Although the Gleason score (>7 vs 7) and the presence of hepatic metastases (Yes vs No.) showed a notable difference in survival times in our series, this difference was not statistically significant, so we can only conclude that there was a trend towards better prognosis for survival with a lower Gleason score and an absence of hepatic metastasis. Gleason score obtained by biopsy was allowed in our series, and this may reflect an under staging in some patients. High LDH, visceral metastases, and hepatic metastases were present in a small number of patients (n=3), therefore no conclusion can be drawn up to now.

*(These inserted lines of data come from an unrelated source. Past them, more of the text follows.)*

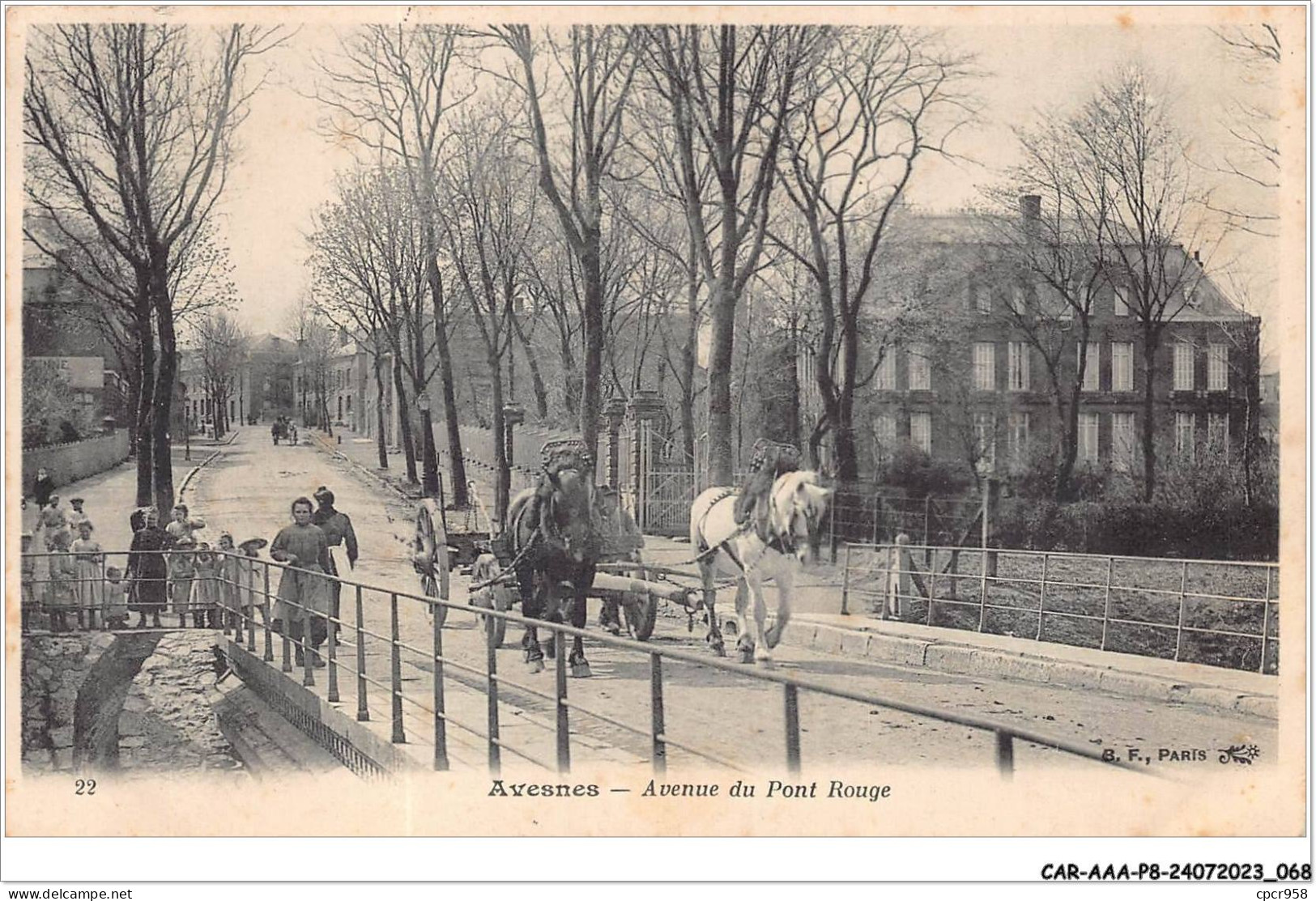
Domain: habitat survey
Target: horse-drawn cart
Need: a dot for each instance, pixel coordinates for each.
(620, 581)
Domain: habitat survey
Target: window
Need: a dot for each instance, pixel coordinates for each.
(1217, 368)
(1122, 366)
(920, 431)
(1122, 303)
(1183, 366)
(1092, 374)
(1088, 433)
(1122, 441)
(1017, 361)
(1183, 435)
(1217, 433)
(985, 436)
(884, 433)
(886, 376)
(1017, 300)
(920, 368)
(1017, 436)
(985, 366)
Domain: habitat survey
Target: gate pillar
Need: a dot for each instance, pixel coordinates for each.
(616, 414)
(644, 408)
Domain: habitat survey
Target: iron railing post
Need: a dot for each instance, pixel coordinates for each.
(265, 606)
(793, 729)
(1041, 596)
(332, 638)
(362, 708)
(307, 654)
(1183, 606)
(1265, 623)
(560, 644)
(1006, 755)
(396, 676)
(659, 742)
(845, 584)
(491, 692)
(1105, 610)
(440, 712)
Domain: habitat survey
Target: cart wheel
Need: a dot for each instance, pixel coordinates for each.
(491, 597)
(429, 554)
(641, 610)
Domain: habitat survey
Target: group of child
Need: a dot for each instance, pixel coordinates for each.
(216, 587)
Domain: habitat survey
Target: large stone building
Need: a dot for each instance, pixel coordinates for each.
(961, 380)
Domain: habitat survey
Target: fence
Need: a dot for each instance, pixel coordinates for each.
(77, 459)
(245, 612)
(1216, 612)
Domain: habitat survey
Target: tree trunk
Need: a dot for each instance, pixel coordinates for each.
(457, 461)
(404, 420)
(379, 414)
(1149, 346)
(143, 414)
(541, 393)
(591, 385)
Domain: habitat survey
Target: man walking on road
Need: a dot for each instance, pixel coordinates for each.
(339, 532)
(301, 589)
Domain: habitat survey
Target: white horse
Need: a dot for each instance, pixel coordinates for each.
(798, 504)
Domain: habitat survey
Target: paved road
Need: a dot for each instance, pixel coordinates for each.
(250, 487)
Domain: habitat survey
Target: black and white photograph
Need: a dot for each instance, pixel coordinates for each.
(602, 421)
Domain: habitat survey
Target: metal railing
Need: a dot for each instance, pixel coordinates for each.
(246, 612)
(1216, 612)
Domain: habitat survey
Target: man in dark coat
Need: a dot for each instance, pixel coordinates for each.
(337, 528)
(770, 461)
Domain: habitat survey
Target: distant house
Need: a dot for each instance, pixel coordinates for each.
(958, 380)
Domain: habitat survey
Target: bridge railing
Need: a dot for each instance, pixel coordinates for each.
(354, 638)
(1215, 612)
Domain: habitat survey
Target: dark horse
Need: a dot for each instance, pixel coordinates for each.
(554, 541)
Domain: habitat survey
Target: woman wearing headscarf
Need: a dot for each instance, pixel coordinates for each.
(147, 568)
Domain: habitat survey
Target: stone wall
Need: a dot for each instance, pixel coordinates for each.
(77, 459)
(132, 701)
(54, 669)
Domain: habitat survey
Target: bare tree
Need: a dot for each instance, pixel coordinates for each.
(133, 128)
(596, 69)
(874, 103)
(1124, 137)
(730, 92)
(221, 346)
(390, 88)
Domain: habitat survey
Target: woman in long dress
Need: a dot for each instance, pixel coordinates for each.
(88, 558)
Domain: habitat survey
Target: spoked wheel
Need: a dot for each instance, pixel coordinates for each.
(429, 554)
(491, 597)
(641, 610)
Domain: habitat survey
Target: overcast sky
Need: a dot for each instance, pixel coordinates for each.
(286, 168)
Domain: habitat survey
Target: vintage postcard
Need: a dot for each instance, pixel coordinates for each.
(620, 421)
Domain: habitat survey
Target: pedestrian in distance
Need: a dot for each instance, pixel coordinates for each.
(88, 559)
(61, 589)
(303, 591)
(147, 568)
(53, 522)
(113, 612)
(183, 526)
(182, 574)
(42, 488)
(340, 534)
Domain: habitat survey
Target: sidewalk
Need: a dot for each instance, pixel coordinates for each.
(819, 625)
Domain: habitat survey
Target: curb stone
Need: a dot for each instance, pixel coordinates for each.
(962, 659)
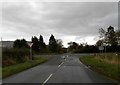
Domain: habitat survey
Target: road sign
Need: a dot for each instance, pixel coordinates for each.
(101, 48)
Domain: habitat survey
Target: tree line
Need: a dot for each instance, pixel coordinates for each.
(109, 39)
(39, 46)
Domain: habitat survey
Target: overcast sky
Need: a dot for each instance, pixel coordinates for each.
(69, 21)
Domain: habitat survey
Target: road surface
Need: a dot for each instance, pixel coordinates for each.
(60, 69)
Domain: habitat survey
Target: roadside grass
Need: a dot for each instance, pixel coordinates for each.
(13, 69)
(0, 72)
(108, 69)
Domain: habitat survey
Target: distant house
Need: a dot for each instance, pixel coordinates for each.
(7, 44)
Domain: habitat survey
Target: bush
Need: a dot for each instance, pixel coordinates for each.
(12, 56)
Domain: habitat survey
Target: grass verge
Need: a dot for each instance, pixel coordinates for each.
(10, 70)
(107, 69)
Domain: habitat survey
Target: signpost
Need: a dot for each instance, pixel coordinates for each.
(30, 45)
(101, 48)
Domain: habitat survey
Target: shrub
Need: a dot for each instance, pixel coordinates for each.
(12, 56)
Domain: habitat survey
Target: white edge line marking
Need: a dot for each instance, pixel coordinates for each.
(60, 64)
(47, 79)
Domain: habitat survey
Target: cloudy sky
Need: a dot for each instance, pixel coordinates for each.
(69, 21)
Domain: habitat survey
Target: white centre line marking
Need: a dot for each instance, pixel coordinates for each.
(47, 79)
(60, 64)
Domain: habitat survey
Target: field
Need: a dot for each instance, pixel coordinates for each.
(107, 65)
(13, 69)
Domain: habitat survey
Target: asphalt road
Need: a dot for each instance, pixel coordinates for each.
(59, 69)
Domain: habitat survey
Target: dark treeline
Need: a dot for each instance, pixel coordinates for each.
(39, 46)
(109, 40)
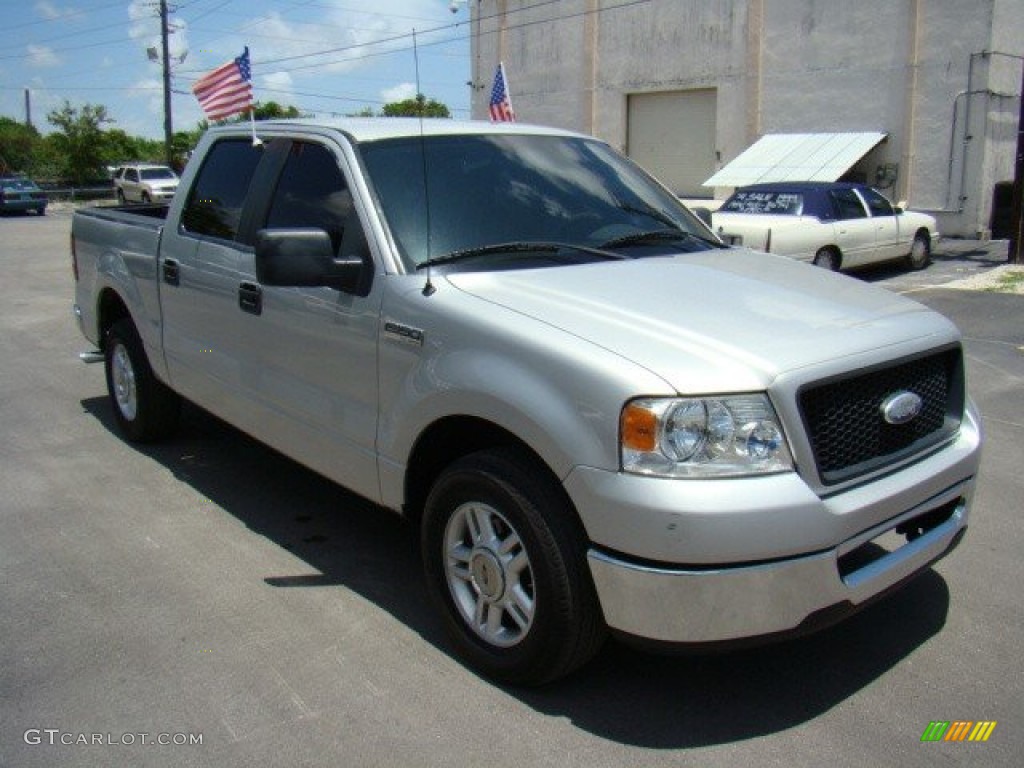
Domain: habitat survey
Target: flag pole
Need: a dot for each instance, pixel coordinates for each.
(257, 141)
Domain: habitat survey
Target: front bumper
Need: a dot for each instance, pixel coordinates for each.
(712, 605)
(729, 560)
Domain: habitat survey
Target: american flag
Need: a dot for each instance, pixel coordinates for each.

In conclusion, high baseline TLs seem to be a prognostic factor before first-line CT, and a predictive factor of improved OS among patients receiving hormonal manoeuvres after docetaxel. Moreover, AR activity can be analysed through biopsies of the tumour, and easier ways to estimate the activity of the AR are presently lacking. The analysis of plasma TLs could, if validated in a confirmatory study, be useful for decision of therapy.